Hi there what would be the best way to have a complex state Meltano #best-practices

Hi there, what would be the best way to have a "co...

clement

01/05/2024, 3:09 PM

Hi there, what would be the best way to have a "complex" state? In my case I'm indexing blockchain contract events and I want to track for each contract the last indexed block. my idea was to put something like this in the sate:

Copy code

state = { query.contract_address: max(query.to_block, state[query.contract_address]) for query in queries }

and on subsequent runs, restart querying from the most recently imported contract_address block. The trick is, sometimes there is no data for a block range but I still want to remember that I already fetched this block range so I can't derive state from the record stream. I don't understand how to do that with meltano's sdk at the moment, it's most likely related to incremental replication but I don't understand how to set or get the state

matt_elgazar

01/06/2024, 5:16 AM

partitioning?

clement

01/06/2024, 10:09 AM

Investigating partitioning, thx

clement

01/06/2024, 10:19 AM

Looks like I'de need a mix of incremental replication and partitioning. Looks very convoluted just to update a dict

clement

01/06/2024, 10:20 AM

Also partitioning isn't multithreaded by default

clement

01/06/2024, 10:21 AM

but to get finer control, I probably need to roll out my own tap without the meltano sdk

Edgar Ramírez (Arch.dev)

01/08/2024, 4:00 PM

Hi Clement! What would state look like in each of these cases: 1. When there's data in the block range 2. When there's no data in for a block range If it's different replication keys, it's a whole lot more complex but it's the same replication key just with different logic to retrieve the values then you might be able to accomplish what you need with a few overrides in the SDK classes.

clement

01/09/2024, 1:42 PM

Hi Edgar, I think I'll fully deviate from the SDK anyway because I want different events to land in a different table. So I would want a process that can yield multiple streams and maintain a single state. That looks like a stretch for the current SDK's assumptions so overriding part of the Stream class doesn't look like a good idea.
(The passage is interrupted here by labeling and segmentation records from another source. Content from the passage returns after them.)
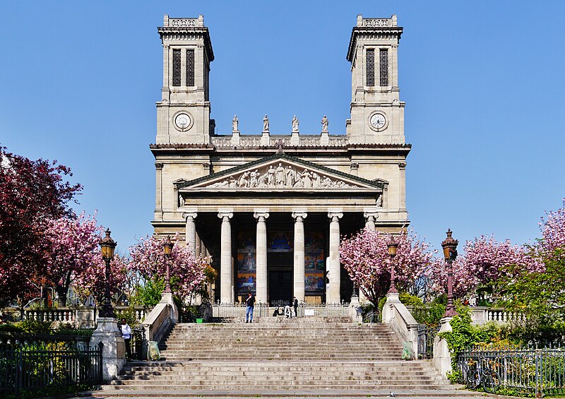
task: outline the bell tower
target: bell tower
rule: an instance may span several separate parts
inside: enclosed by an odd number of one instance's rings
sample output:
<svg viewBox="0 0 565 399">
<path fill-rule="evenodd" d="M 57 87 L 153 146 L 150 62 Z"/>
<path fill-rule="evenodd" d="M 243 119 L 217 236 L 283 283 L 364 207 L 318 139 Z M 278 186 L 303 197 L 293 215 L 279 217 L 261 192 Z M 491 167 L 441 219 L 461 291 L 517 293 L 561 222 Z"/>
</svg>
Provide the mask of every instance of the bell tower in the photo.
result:
<svg viewBox="0 0 565 399">
<path fill-rule="evenodd" d="M 352 143 L 404 143 L 404 106 L 398 88 L 398 43 L 402 27 L 396 16 L 357 16 L 351 32 L 351 119 L 346 124 Z"/>
<path fill-rule="evenodd" d="M 207 144 L 213 133 L 208 97 L 212 42 L 203 16 L 171 18 L 158 28 L 163 45 L 163 85 L 157 103 L 157 144 Z"/>
</svg>

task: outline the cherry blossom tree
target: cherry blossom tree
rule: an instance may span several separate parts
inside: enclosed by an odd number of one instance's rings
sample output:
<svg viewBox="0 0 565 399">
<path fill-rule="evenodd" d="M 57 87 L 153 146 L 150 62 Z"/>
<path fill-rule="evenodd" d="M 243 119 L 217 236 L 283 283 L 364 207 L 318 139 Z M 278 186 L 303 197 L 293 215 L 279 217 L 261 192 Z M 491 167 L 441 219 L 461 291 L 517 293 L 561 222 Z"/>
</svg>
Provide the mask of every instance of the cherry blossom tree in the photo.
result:
<svg viewBox="0 0 565 399">
<path fill-rule="evenodd" d="M 71 176 L 56 161 L 31 160 L 0 147 L 0 304 L 33 289 L 30 277 L 43 260 L 45 222 L 72 215 L 69 203 L 82 189 L 66 181 Z"/>
<path fill-rule="evenodd" d="M 565 198 L 557 210 L 546 211 L 540 222 L 542 239 L 538 249 L 545 258 L 565 261 Z"/>
<path fill-rule="evenodd" d="M 479 280 L 472 274 L 467 267 L 464 256 L 460 255 L 452 263 L 453 297 L 456 299 L 468 297 L 475 292 Z M 430 263 L 425 275 L 428 290 L 432 295 L 441 295 L 447 292 L 447 264 L 443 258 L 436 257 Z"/>
<path fill-rule="evenodd" d="M 190 297 L 204 281 L 206 263 L 196 257 L 190 249 L 175 236 L 174 246 L 171 254 L 170 270 L 171 290 L 181 299 Z M 167 262 L 163 253 L 162 241 L 155 237 L 142 239 L 130 249 L 131 261 L 129 268 L 141 274 L 146 281 L 155 281 L 165 278 Z"/>
<path fill-rule="evenodd" d="M 340 260 L 350 278 L 375 306 L 391 284 L 388 244 L 391 239 L 398 245 L 393 260 L 396 286 L 410 292 L 425 277 L 434 253 L 412 231 L 392 236 L 366 228 L 342 239 L 340 246 Z"/>
<path fill-rule="evenodd" d="M 77 275 L 99 262 L 104 228 L 95 216 L 64 216 L 46 222 L 43 236 L 44 268 L 39 271 L 54 287 L 64 306 L 69 288 Z"/>
<path fill-rule="evenodd" d="M 127 287 L 128 265 L 129 260 L 116 254 L 110 261 L 110 294 L 121 297 L 126 293 Z M 74 280 L 73 289 L 81 298 L 93 296 L 97 303 L 104 299 L 106 287 L 106 263 L 98 251 L 94 254 L 93 261 L 78 273 Z"/>
<path fill-rule="evenodd" d="M 524 246 L 509 240 L 497 242 L 494 237 L 480 236 L 465 245 L 466 268 L 477 284 L 492 289 L 493 300 L 501 299 L 509 279 L 524 273 L 541 273 L 543 263 Z"/>
</svg>

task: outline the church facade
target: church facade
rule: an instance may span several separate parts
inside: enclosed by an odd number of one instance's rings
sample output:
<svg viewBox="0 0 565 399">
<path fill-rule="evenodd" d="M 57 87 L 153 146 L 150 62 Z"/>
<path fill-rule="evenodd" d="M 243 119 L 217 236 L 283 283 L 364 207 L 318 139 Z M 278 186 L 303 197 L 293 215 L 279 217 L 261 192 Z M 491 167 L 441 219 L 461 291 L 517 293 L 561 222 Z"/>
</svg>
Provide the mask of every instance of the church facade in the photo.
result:
<svg viewBox="0 0 565 399">
<path fill-rule="evenodd" d="M 163 83 L 157 102 L 155 208 L 158 237 L 177 232 L 218 278 L 214 302 L 348 302 L 354 290 L 339 261 L 342 234 L 364 227 L 397 233 L 405 205 L 404 106 L 400 100 L 396 16 L 352 29 L 351 118 L 345 131 L 215 134 L 209 78 L 214 60 L 202 16 L 165 16 Z M 273 110 L 274 112 L 274 110 Z M 322 117 L 321 115 L 320 117 Z M 333 126 L 338 124 L 333 123 Z"/>
</svg>

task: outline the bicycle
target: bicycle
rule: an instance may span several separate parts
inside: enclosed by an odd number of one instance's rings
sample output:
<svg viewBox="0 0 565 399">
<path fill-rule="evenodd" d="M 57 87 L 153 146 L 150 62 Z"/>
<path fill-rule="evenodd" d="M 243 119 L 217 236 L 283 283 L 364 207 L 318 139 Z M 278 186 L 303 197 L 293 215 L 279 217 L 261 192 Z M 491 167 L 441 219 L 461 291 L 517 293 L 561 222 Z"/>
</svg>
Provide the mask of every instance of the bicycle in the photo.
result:
<svg viewBox="0 0 565 399">
<path fill-rule="evenodd" d="M 479 362 L 475 362 L 477 369 L 469 376 L 467 381 L 467 387 L 469 389 L 477 389 L 482 383 L 484 392 L 496 393 L 500 387 L 500 376 L 493 369 L 486 367 L 483 369 Z M 470 366 L 471 366 L 470 362 Z"/>
</svg>

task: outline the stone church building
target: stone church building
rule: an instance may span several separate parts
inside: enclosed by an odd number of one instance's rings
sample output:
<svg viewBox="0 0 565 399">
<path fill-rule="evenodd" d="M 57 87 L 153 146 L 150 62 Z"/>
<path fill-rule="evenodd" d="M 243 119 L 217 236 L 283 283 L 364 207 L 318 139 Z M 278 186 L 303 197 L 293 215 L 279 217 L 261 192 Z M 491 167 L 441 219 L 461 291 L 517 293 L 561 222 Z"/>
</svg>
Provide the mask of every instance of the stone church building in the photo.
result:
<svg viewBox="0 0 565 399">
<path fill-rule="evenodd" d="M 208 257 L 218 274 L 214 302 L 241 302 L 250 292 L 263 303 L 293 296 L 348 302 L 354 287 L 340 264 L 340 235 L 366 226 L 396 233 L 408 224 L 411 145 L 399 97 L 396 16 L 357 16 L 346 54 L 352 91 L 345 130 L 330 131 L 319 115 L 321 131 L 300 131 L 295 118 L 285 135 L 270 134 L 268 115 L 262 131 L 240 132 L 234 117 L 231 132 L 215 134 L 208 90 L 214 52 L 203 17 L 165 16 L 158 31 L 163 84 L 150 145 L 155 233 L 180 232 Z"/>
</svg>

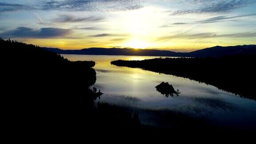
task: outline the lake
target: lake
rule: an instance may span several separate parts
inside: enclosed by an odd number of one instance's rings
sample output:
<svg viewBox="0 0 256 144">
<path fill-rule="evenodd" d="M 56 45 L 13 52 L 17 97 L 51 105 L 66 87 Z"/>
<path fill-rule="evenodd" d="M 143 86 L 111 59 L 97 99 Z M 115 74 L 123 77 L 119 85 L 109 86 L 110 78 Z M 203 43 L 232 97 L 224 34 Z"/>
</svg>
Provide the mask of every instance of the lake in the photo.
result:
<svg viewBox="0 0 256 144">
<path fill-rule="evenodd" d="M 92 87 L 104 93 L 100 101 L 138 112 L 143 123 L 157 124 L 155 116 L 146 112 L 170 111 L 225 125 L 256 126 L 254 100 L 188 79 L 110 64 L 117 60 L 143 60 L 159 56 L 62 55 L 73 61 L 95 61 L 97 80 Z M 181 93 L 173 97 L 161 95 L 155 87 L 162 82 L 168 82 Z"/>
</svg>

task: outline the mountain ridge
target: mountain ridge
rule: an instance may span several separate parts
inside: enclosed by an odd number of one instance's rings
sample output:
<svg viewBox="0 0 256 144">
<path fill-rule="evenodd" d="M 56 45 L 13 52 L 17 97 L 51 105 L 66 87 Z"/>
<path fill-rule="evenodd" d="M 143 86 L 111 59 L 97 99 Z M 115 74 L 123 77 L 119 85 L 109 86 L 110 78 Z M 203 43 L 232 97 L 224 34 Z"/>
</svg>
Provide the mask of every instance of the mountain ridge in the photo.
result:
<svg viewBox="0 0 256 144">
<path fill-rule="evenodd" d="M 90 48 L 80 50 L 62 50 L 58 48 L 42 48 L 60 54 L 178 57 L 219 57 L 252 55 L 256 56 L 256 45 L 254 44 L 227 47 L 216 46 L 188 52 L 156 49 L 116 48 Z"/>
</svg>

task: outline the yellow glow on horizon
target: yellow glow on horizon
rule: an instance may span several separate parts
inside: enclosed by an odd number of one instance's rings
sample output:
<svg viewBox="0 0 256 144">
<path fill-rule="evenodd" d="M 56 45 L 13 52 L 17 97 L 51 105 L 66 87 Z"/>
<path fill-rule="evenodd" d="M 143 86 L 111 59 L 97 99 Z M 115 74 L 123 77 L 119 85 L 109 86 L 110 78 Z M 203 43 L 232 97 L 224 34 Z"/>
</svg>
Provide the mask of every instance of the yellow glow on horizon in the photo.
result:
<svg viewBox="0 0 256 144">
<path fill-rule="evenodd" d="M 126 47 L 140 49 L 145 48 L 149 46 L 148 44 L 139 40 L 132 40 L 128 42 L 125 44 Z"/>
</svg>

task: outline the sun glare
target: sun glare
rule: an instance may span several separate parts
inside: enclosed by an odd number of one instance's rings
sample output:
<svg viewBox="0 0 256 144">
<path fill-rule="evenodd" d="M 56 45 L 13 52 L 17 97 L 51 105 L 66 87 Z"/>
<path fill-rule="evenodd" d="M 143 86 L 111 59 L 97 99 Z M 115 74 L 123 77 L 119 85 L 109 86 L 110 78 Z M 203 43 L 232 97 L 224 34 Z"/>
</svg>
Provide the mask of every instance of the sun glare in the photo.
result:
<svg viewBox="0 0 256 144">
<path fill-rule="evenodd" d="M 132 40 L 127 42 L 125 46 L 131 48 L 144 49 L 148 47 L 149 44 L 142 41 Z"/>
</svg>

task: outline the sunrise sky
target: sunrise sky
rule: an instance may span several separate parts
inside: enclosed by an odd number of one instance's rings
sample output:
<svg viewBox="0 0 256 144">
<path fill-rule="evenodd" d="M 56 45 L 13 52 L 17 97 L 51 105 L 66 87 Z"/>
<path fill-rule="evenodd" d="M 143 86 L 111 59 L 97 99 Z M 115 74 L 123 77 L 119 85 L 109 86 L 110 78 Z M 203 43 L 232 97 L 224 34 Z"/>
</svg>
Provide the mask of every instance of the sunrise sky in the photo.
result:
<svg viewBox="0 0 256 144">
<path fill-rule="evenodd" d="M 256 44 L 256 0 L 0 0 L 0 37 L 62 49 Z"/>
</svg>

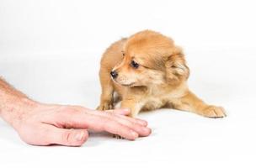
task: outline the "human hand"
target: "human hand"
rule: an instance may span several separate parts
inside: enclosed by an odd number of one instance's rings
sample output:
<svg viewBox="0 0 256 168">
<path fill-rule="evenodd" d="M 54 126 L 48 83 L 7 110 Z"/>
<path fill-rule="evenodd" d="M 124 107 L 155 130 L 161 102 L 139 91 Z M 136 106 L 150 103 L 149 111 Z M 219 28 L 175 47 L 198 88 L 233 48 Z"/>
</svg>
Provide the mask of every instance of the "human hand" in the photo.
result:
<svg viewBox="0 0 256 168">
<path fill-rule="evenodd" d="M 88 129 L 107 131 L 131 140 L 151 134 L 146 121 L 124 116 L 129 114 L 127 109 L 102 113 L 38 102 L 20 109 L 20 115 L 10 123 L 24 142 L 35 145 L 81 146 L 88 138 Z"/>
</svg>

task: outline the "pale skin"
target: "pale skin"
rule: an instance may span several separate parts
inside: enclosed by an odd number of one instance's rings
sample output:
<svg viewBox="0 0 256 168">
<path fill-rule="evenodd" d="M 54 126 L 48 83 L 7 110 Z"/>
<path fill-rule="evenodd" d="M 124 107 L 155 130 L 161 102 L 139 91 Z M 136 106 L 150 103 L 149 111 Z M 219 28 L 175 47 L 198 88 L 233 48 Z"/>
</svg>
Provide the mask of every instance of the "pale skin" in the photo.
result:
<svg viewBox="0 0 256 168">
<path fill-rule="evenodd" d="M 131 140 L 148 136 L 147 123 L 126 117 L 129 114 L 129 109 L 102 113 L 80 106 L 40 103 L 0 78 L 0 117 L 29 144 L 81 146 L 88 138 L 88 129 Z"/>
</svg>

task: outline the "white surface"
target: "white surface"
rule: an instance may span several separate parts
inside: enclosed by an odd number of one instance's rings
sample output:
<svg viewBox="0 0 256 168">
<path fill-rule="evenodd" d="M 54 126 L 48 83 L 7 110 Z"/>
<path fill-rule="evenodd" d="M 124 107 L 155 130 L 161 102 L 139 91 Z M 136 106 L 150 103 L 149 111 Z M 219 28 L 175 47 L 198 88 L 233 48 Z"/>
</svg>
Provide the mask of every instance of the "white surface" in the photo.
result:
<svg viewBox="0 0 256 168">
<path fill-rule="evenodd" d="M 81 148 L 25 144 L 1 120 L 1 168 L 256 166 L 253 1 L 3 0 L 0 13 L 0 74 L 34 99 L 94 108 L 104 50 L 152 29 L 185 49 L 191 90 L 228 113 L 222 119 L 172 109 L 141 113 L 150 137 L 93 134 Z"/>
</svg>

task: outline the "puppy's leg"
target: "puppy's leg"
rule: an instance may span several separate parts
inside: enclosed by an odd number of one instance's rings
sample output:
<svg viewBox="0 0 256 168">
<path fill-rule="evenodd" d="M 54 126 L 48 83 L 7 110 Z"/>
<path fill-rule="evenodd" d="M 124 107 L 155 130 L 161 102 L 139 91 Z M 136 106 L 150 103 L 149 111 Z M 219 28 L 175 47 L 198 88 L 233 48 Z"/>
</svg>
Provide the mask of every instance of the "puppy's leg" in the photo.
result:
<svg viewBox="0 0 256 168">
<path fill-rule="evenodd" d="M 124 99 L 121 102 L 121 108 L 130 108 L 131 113 L 129 114 L 130 117 L 135 118 L 141 109 L 141 106 L 133 99 Z M 113 137 L 115 139 L 124 139 L 123 137 L 118 134 L 113 134 Z"/>
<path fill-rule="evenodd" d="M 130 108 L 131 113 L 129 114 L 130 117 L 135 118 L 140 113 L 142 103 L 139 103 L 139 101 L 136 101 L 135 99 L 124 99 L 121 102 L 121 108 Z"/>
<path fill-rule="evenodd" d="M 100 97 L 100 104 L 97 108 L 98 110 L 109 110 L 113 107 L 113 92 L 114 87 L 110 75 L 107 69 L 100 68 L 99 79 L 101 84 L 102 93 Z"/>
<path fill-rule="evenodd" d="M 226 117 L 223 108 L 207 105 L 189 91 L 185 96 L 172 104 L 176 109 L 193 112 L 208 118 Z"/>
</svg>

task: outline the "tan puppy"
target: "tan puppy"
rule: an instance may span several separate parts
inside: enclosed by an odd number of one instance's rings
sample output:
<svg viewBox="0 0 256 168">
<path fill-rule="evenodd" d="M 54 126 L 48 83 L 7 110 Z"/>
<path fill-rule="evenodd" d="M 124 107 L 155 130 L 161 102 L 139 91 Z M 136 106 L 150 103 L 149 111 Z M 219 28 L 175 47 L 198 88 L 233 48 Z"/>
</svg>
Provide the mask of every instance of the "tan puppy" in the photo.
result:
<svg viewBox="0 0 256 168">
<path fill-rule="evenodd" d="M 121 108 L 131 108 L 131 117 L 163 107 L 225 117 L 222 108 L 205 103 L 189 90 L 189 76 L 182 50 L 170 38 L 151 30 L 139 32 L 114 43 L 104 54 L 98 109 L 114 108 L 116 92 Z"/>
</svg>

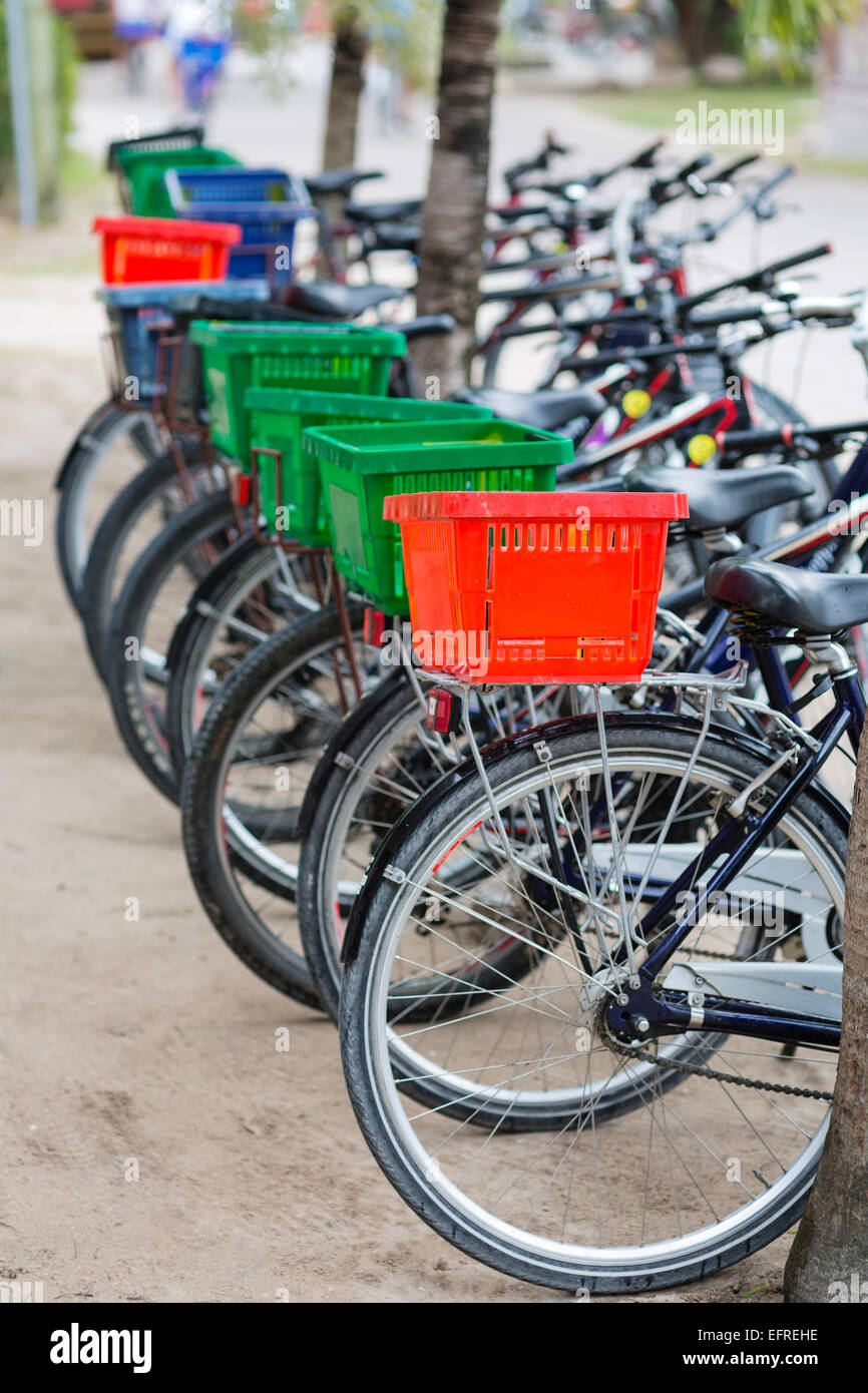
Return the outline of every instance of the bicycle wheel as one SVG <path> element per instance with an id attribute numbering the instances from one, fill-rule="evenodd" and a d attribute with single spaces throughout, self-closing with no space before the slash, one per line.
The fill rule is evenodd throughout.
<path id="1" fill-rule="evenodd" d="M 194 499 L 224 486 L 222 471 L 216 478 L 212 475 L 198 444 L 191 444 L 184 453 Z M 171 450 L 166 450 L 118 493 L 96 529 L 81 582 L 81 614 L 88 651 L 103 680 L 111 610 L 130 563 L 191 501 L 176 458 Z"/>
<path id="2" fill-rule="evenodd" d="M 536 692 L 534 716 L 568 710 L 570 688 Z M 389 829 L 443 773 L 456 769 L 463 752 L 457 741 L 443 741 L 424 724 L 424 695 L 398 670 L 358 703 L 341 722 L 308 786 L 301 809 L 298 865 L 298 929 L 320 1002 L 337 1020 L 340 950 L 347 918 L 379 843 Z M 485 702 L 474 699 L 474 729 L 495 740 L 527 726 L 531 719 L 524 694 L 502 688 Z M 421 944 L 422 951 L 422 944 Z M 521 939 L 495 942 L 472 964 L 456 988 L 456 1000 L 472 981 L 475 990 L 496 990 L 502 974 L 521 976 L 535 964 L 536 950 Z M 443 983 L 435 974 L 412 996 L 419 1018 L 443 1011 Z M 396 1009 L 405 1011 L 401 988 L 394 986 Z"/>
<path id="3" fill-rule="evenodd" d="M 350 924 L 340 1035 L 368 1145 L 419 1217 L 510 1276 L 624 1293 L 726 1268 L 798 1217 L 822 1149 L 836 1052 L 790 1056 L 755 1038 L 718 1036 L 709 1070 L 701 1031 L 644 1055 L 609 1035 L 617 978 L 607 974 L 623 924 L 641 922 L 642 905 L 692 864 L 697 837 L 730 816 L 733 797 L 768 773 L 768 756 L 723 730 L 697 754 L 698 727 L 680 719 L 617 716 L 606 726 L 610 805 L 600 794 L 599 736 L 584 722 L 539 727 L 488 754 L 506 844 L 475 769 L 442 780 L 407 812 Z M 784 780 L 772 776 L 768 788 Z M 549 800 L 556 873 L 541 816 Z M 676 963 L 784 960 L 796 944 L 829 961 L 846 833 L 830 798 L 803 794 L 726 904 L 697 912 L 663 979 Z M 461 889 L 468 865 L 478 875 Z M 574 910 L 564 932 L 567 887 Z M 776 917 L 761 925 L 757 947 L 757 926 L 748 924 L 745 942 L 731 896 L 759 890 L 775 897 Z M 535 926 L 539 935 L 549 919 L 552 946 L 539 968 L 504 981 L 493 1003 L 471 995 L 463 1015 L 410 1027 L 390 1009 L 392 983 L 415 971 L 419 924 L 440 939 L 449 979 L 489 933 Z M 641 961 L 646 946 L 635 951 Z M 772 1092 L 777 1084 L 805 1096 Z"/>
<path id="4" fill-rule="evenodd" d="M 220 685 L 259 642 L 320 605 L 309 557 L 240 538 L 202 578 L 171 637 L 166 738 L 181 780 L 196 730 Z M 327 577 L 322 575 L 327 599 Z"/>
<path id="5" fill-rule="evenodd" d="M 88 418 L 57 475 L 60 493 L 54 539 L 67 595 L 79 607 L 91 540 L 120 488 L 163 450 L 149 411 L 124 411 L 106 401 Z"/>
<path id="6" fill-rule="evenodd" d="M 171 801 L 178 786 L 166 738 L 167 655 L 192 577 L 237 536 L 226 489 L 191 504 L 148 546 L 111 613 L 106 685 L 117 730 L 139 769 Z"/>
<path id="7" fill-rule="evenodd" d="M 362 677 L 379 655 L 361 642 L 364 607 L 348 606 Z M 298 808 L 323 744 L 355 699 L 333 606 L 252 649 L 223 684 L 184 769 L 187 864 L 228 947 L 277 990 L 319 1004 L 294 914 Z"/>

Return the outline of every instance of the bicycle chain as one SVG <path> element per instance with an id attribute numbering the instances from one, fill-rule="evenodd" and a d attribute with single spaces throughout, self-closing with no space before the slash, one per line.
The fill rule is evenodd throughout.
<path id="1" fill-rule="evenodd" d="M 628 1059 L 644 1059 L 658 1068 L 674 1068 L 680 1074 L 698 1074 L 699 1078 L 712 1078 L 722 1084 L 737 1084 L 740 1088 L 757 1088 L 766 1094 L 787 1094 L 789 1098 L 812 1098 L 819 1103 L 830 1103 L 832 1094 L 823 1094 L 819 1088 L 796 1088 L 793 1084 L 768 1084 L 761 1078 L 743 1078 L 740 1074 L 724 1074 L 719 1068 L 708 1068 L 706 1064 L 683 1064 L 677 1060 L 662 1060 L 649 1049 L 626 1052 Z"/>

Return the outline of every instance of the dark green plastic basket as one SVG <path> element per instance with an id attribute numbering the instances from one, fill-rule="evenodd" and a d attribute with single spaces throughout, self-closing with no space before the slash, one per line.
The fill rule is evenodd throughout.
<path id="1" fill-rule="evenodd" d="M 403 334 L 359 325 L 240 325 L 194 319 L 202 350 L 210 435 L 249 469 L 248 387 L 298 387 L 382 397 L 393 358 L 407 352 Z"/>
<path id="2" fill-rule="evenodd" d="M 495 419 L 319 426 L 305 449 L 319 464 L 334 564 L 387 614 L 408 613 L 400 529 L 383 521 L 389 493 L 553 489 L 575 453 L 564 436 Z"/>
<path id="3" fill-rule="evenodd" d="M 293 391 L 249 387 L 244 396 L 249 414 L 251 454 L 259 479 L 259 499 L 269 531 L 286 534 L 305 546 L 327 546 L 329 525 L 319 485 L 316 456 L 302 432 L 311 426 L 340 426 L 386 421 L 490 421 L 488 407 L 460 401 L 417 401 L 408 397 L 359 397 L 344 391 Z M 276 450 L 280 458 L 258 454 Z M 280 469 L 280 506 L 287 518 L 277 527 L 276 475 Z"/>
<path id="4" fill-rule="evenodd" d="M 227 166 L 240 164 L 234 155 L 217 150 L 209 145 L 192 145 L 181 150 L 148 150 L 132 146 L 117 153 L 127 187 L 130 189 L 130 209 L 139 217 L 176 217 L 171 198 L 166 188 L 166 170 L 183 169 L 185 164 L 199 167 L 202 164 Z"/>

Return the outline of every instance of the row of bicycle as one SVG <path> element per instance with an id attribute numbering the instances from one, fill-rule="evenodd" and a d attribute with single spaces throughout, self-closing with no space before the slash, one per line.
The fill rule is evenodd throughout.
<path id="1" fill-rule="evenodd" d="M 573 384 L 400 396 L 397 325 L 142 284 L 113 327 L 146 371 L 59 481 L 205 912 L 340 1021 L 415 1212 L 567 1290 L 699 1277 L 797 1219 L 840 1034 L 828 773 L 865 710 L 868 419 L 809 428 L 738 364 L 862 297 L 782 283 L 821 249 L 673 287 L 642 192 L 627 265 L 659 276 L 556 281 Z"/>

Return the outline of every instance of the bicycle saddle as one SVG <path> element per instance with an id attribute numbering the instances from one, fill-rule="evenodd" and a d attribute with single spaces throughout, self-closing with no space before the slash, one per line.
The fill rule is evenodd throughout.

This and the fact that I want a state to be saved when there is no data for a block range, I might be better off sending SCHEMA, RECORD and STATE messages manually just to keep things simple.

clement

01/09/2024, 1:50 PM

Now I'm just looking at how I can fully control the schema, record and state messages while still getting the meltano sdk features i'm interested in (logging, state management, configuration)

Edgar Ramírez (Arch.dev)

01/09/2024, 6:29 PM

Great. Feel free to log any issues for things in the SDK that are not modular enough for your needs. I would hope to make the SDK both a high-level framework and a low-level set of components that can be used to build any sort of singer tap or target.

❣️ 1

clement

01/10/2024, 10:25 AM

At the moment I'm struggling a bit to understand how to get things done. Ngl, an example tap with low-level control on singer messages would be very welcome. I tried to reuse the

_singer_sdk

SchemaMessage

but there is a property I don't understand and that's not in the singer 0.3 spec:

bookmark_properties

. Another structure I don't understand is

ActivateVersionMessage

matt_elgazar

01/19/2024, 11:02 PM

hey @clement just seeing this thread. I would say I had a similar struggle and I do understand it can be a steep learning curve at times. Seems like you’re interested multiple things: • Keep track of state by partition ◦ I see you want to keep track of each state by individual targets as well (meltano does this automatically, but I’ll give a solution below) • Run meltano in parallel ◦ I have created a feature request for meltano to add parallelization on their github, but this is not a straightforward task. I will also give a solution to this below. I admit I’m pretty new to meltano as well and fought with the SDK a ton. I also had similar feature requests for my own project, and rather than waiting for meltano to build it I did it myself. That being said, I still think it’s worth it to learn the SDK. I would suggest building your tap with the SDK (it will be single-threaded), and then in your application add state-id tracking and parallelism. See examples below: Keep track of dynamic tap/target state by creating a simple python script that hosts meltano and runs on schedule and in parallel (configurable). • I know we can probably do this with airflow, but that’s yet another technology / learning curve. I’ll use the simple python APScheduler for this example. • For consistent state-id tracking, you’ll want to set up

state_backend

in meltano.yml • Below I’ve parallelized the tasks by each

--select

CLI value. I have not parallelized the individual selected taps.

Copy code

from flask import Flask, make_response
import os
import subprocess
from datetime import datetime
import logging
import time
import multiprocessing as mp
import logging
from waitress import serve
from apscheduler.schedulers.background import BackgroundScheduler
import json
import yaml

app = Flask(__name__)
app.url_map.strict_slashes = False

logging.basicConfig(level=logging.INFO, format='%(asctime)s - %(levelname)s - %(message)s')

app = Flask(__name__)
app.url_map.strict_slashes = False

logging.basicConfig(level=logging.INFO, format='%(asctime)s - %(levelname)s - %(message)s')


### GLOBALS ###

ENVIRONMENT = os.getenv('ENVIRONMENT')

### routes ###

@app.route(f'/my-tap-{ENVIRONMENT}', methods=['GET'])
def my_tap(task_chunks=None):
    with app.app_context():
        base_run_command = f'meltano --environment={ENVIRONMENT} el my-tap target-{MELTANO_TARGET}'

        if task_chunks is None:
            logging.info('Running meltano ELT without multiprocessing.')
            run_command = f"{base_run_command} --state-id my_tap_{ENVIRONMENT}_{MELTANO_TARGET}"
            logging.info(f"Running command {run_command}")
            subprocess.run(run_command, shell=True, cwd=os.path.join(app.root_path, project_dir))
        else:
            logging.info(f"Running meltano ELT using multiprocessing. Number of processes set to {os.getenv('NUM_WORKERS')}.")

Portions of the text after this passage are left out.